Enrico Letta al G8 contava di trovare in Barack Obama un alleato nel tentativo di convincere la Cancelliera tedesca Angela Merkel a fare di più per il lavoro e la crescita in Europa. Al contrario il Presidente del Consiglio si è ritrovato ad aiutare a Obama che gli «ha chiesto una mano» per risolvere le tensioni in Libia. Letta ha tirato fuori «il piano italiano per la Libia», quello che illustrerà al premier Ali Zeidan durante l’incontro a margine dei lavori del G8. Richieste di aiuto che sono segno di impotenza e conseguenza di una delle recenti «guerre democratiche e umanitarie» che abbiamo visto tra Nordafrica e Medio oriente.
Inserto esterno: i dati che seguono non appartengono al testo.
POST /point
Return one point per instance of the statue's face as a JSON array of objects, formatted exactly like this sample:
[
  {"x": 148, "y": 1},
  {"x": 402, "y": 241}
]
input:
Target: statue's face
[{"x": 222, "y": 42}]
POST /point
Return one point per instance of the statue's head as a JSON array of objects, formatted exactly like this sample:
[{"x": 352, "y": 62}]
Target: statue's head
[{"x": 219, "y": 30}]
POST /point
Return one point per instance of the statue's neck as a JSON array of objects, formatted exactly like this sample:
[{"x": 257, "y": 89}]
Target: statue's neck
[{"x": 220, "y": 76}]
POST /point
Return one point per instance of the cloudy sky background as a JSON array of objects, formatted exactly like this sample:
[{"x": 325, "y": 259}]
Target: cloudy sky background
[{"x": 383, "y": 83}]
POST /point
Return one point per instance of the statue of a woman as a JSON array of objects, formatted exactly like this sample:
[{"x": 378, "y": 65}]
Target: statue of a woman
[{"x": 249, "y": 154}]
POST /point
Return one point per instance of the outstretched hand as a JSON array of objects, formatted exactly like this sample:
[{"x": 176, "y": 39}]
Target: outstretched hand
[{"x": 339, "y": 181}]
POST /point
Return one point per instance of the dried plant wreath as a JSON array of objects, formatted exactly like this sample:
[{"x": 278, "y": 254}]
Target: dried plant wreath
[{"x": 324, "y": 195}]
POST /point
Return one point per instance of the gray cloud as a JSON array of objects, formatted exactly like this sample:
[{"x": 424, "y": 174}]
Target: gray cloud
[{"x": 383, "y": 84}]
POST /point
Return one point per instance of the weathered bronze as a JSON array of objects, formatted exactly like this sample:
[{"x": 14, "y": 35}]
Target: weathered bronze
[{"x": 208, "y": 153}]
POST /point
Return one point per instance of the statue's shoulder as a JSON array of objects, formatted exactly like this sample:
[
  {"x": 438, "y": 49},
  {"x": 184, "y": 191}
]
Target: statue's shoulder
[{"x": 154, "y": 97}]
A due anni di distanza dalle bombe sganciate dagli aerei della Nato sulla Libia, per provocare il crollo di Moamar Gheddafi, il Paese nordafricano resta gravemente instabile sotto l’autorità degli insorti vittoriosi. Non passa giorno senza che da Bengasi e Tripoli arrivino notizie di agguati mortali, attacchi sanguinosi a caserme ed edifici governativi da parte di gruppi armati non meglio identificati. Un caos continuo, imposto dagli interessi dei gruppi di potere. Stessa sorte potrebbe toccare alla Siria se non sarà avviato un negoziato credibile per la soluzione della guerra civile e Obama, oltre a fornire crescenti quantitativi di armi ai ribelli, si farà prendere dalla tentazione di imporre una “no-fly zone” allo scopo di provocare la caduta di Bashar Assad.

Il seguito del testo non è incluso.